Unbeaten Ferdinand made a promising start to his career last September and was initially making all the right noises. He was even training multiple times a week and suggested he might try and win a title. But then politics and the small matter of a British Boxing Board of Control (BBBoC) license scuppered his plans and Ferdinand, regrettably, will now join a long list of talents lost to the red tape of the fight game.

“Having been training 4-5 times a week since announcing the aim of achieving a professional boxing licence and stepping into the ring, it is with a heavy heart that I am hanging up my gloves on Betfair’s Defender to Contender challenge,” Ferdy wrote on Facebook.

“Despite having never felt better physically or mentally, after notifying the British Boxing Board of Control of my intention to apply for a licence, I have received confirmation that they would not be reviewing my application at this point in time.

“To say I’m disappointed by this decision is an understatement. To not be given the chance to demonstrate my ability to the BBBoC through the standard assessment afforded to others is hard to take, not only for me, but also to Richie, Mel and the countless others who have dedicated their time to my boxing development over the past six months.

“Boxing is a physically tough, demanding and dangerous sport. I always gave it my utmost respect and never underestimated how difficult it would be. I wanted to show people that it’s OK to have a goal and strive to reach it. It’s important to approach everything with success in mind, and to give it your all, but sometimes things work against you.

“This sport has given me a new focus and drive and is something I will continue to do as part of my fitness regime. I’d like to say thank you to Betfair, Richie Woodhall, Duke McKenzie, my team at New Era Global Sports, the guys at GB Boxing and everyone who has supported me so far. It’s been a great journey.”

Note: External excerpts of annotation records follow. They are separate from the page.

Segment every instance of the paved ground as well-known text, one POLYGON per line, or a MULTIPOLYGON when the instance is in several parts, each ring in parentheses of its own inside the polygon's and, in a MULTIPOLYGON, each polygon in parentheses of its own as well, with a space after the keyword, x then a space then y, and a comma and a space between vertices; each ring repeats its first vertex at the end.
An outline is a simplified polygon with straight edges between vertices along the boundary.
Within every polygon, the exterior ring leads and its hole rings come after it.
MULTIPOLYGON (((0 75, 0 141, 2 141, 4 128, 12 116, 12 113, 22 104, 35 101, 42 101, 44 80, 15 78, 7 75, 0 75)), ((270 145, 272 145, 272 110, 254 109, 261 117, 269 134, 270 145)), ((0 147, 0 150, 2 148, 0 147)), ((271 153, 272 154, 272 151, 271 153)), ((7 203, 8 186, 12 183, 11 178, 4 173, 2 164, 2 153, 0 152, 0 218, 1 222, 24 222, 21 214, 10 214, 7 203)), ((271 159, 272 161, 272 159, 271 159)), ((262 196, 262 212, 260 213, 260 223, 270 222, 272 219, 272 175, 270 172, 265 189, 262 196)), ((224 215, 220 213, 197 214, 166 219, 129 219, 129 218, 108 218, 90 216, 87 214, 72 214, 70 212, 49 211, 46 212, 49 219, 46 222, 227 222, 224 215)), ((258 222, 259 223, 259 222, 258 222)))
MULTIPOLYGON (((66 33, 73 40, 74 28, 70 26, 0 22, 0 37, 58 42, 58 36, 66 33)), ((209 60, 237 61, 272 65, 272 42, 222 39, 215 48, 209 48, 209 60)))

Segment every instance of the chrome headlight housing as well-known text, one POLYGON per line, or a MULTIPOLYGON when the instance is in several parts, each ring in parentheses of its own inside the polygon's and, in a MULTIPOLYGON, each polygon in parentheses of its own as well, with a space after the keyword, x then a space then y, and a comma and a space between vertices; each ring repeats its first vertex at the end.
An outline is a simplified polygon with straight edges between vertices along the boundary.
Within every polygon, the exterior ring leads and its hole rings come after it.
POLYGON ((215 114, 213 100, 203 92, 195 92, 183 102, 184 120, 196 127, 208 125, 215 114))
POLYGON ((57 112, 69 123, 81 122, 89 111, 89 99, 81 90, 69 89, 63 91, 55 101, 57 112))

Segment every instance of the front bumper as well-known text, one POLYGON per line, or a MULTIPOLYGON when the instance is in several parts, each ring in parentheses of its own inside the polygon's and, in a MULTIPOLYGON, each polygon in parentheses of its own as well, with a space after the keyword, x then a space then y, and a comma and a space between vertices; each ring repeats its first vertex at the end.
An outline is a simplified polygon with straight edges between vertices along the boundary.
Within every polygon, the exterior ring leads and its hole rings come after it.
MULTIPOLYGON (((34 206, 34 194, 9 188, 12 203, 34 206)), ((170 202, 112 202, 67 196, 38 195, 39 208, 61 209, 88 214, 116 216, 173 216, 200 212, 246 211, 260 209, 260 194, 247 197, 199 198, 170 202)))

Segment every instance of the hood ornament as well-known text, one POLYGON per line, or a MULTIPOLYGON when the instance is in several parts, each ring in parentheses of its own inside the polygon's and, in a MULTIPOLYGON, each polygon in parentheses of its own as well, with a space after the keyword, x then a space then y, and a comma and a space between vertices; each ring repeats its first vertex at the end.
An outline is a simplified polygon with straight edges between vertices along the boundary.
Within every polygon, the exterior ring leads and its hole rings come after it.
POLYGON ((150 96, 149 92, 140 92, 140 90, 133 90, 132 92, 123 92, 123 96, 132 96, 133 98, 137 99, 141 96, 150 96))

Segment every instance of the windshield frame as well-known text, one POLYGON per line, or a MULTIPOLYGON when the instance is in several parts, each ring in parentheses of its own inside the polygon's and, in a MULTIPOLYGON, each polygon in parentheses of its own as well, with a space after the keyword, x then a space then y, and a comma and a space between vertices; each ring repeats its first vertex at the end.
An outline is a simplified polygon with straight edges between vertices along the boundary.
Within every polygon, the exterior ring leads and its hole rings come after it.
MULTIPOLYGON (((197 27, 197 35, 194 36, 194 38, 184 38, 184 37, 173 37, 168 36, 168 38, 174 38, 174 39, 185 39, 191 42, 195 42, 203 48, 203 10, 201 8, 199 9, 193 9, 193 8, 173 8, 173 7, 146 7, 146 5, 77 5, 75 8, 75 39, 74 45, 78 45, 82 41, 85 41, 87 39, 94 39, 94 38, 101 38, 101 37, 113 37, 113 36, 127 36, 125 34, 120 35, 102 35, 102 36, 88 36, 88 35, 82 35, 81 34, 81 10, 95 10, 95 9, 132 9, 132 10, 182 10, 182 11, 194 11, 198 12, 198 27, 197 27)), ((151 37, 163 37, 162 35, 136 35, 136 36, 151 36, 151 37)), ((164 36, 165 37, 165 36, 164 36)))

It’s a journey, I suppose, in the same way a poppadum and chutney dip constitutes a full-course dinner. But we wish Ferdinand all the best in whatever sport he chooses to do next.

Rio Ferdinand


And finally… Adam Morallee upstaged Tony Bellew and David Haye earlier this week with a hear-it-to-believe-it war cry ahead of this Saturday’s heavyweight fight, but today reined it in a tad and consequently found himself upstaged by an intruder, someone his alter ego, The Inbetweeners’ Will McKenzie, knows all too well.

“I think there’s been two kind of different varying approaches to the camps in the build-up here,” Morallee said. “It’s been different to the March ‘17 fight.

“On our side, we’ve been pretty cool, calm and collected, apart from my little rant the other day. On Tony’s side, it’s been a repeat. They’ve called names. They’ve called me Will from The Inbetweeners. Dave Coldwell, who I thought liked me, even called me ‘an embarrassing dweeb’. Feisty one you are, Dave.

“It’s all done to get under David’s skin but it hasn’t worked this time because he’s cool, calm and collected. David’s looked at it, broken it down and he now has one of, if not the best, boxing coach in the world (Ismael Salas). He’s got Ruben (Tabares) on strength and conditioning. He’s 100 per cent fit.

“When he gets in the ring on Saturday night, what you’re going to see… I hesitate to say the Hayemaker of old, but it’s going to be a different David. I’m excited to see it.”

So there. Kind of a disappointment, I think we’d all agree.

But then, moments later, as Tony Bellew began to address the media, James Buckley, otherwise known as Jay from The Inbetweeners, gate-crashed the press conference, approached the top table, and handed Morallee a briefcase and a pair of spectacles. (All a bit of fun, Morallee, seemingly a good sport, wore the glasses and then later walked off with the briefcase.)

There was banter. There were videos. It all helps at the box office.

Yet Richard Schaefer, in what was undoubtedly the funniest joke of the day, assured us all that Bellew vs. Haye II is – wait for it – a “fight for pride”.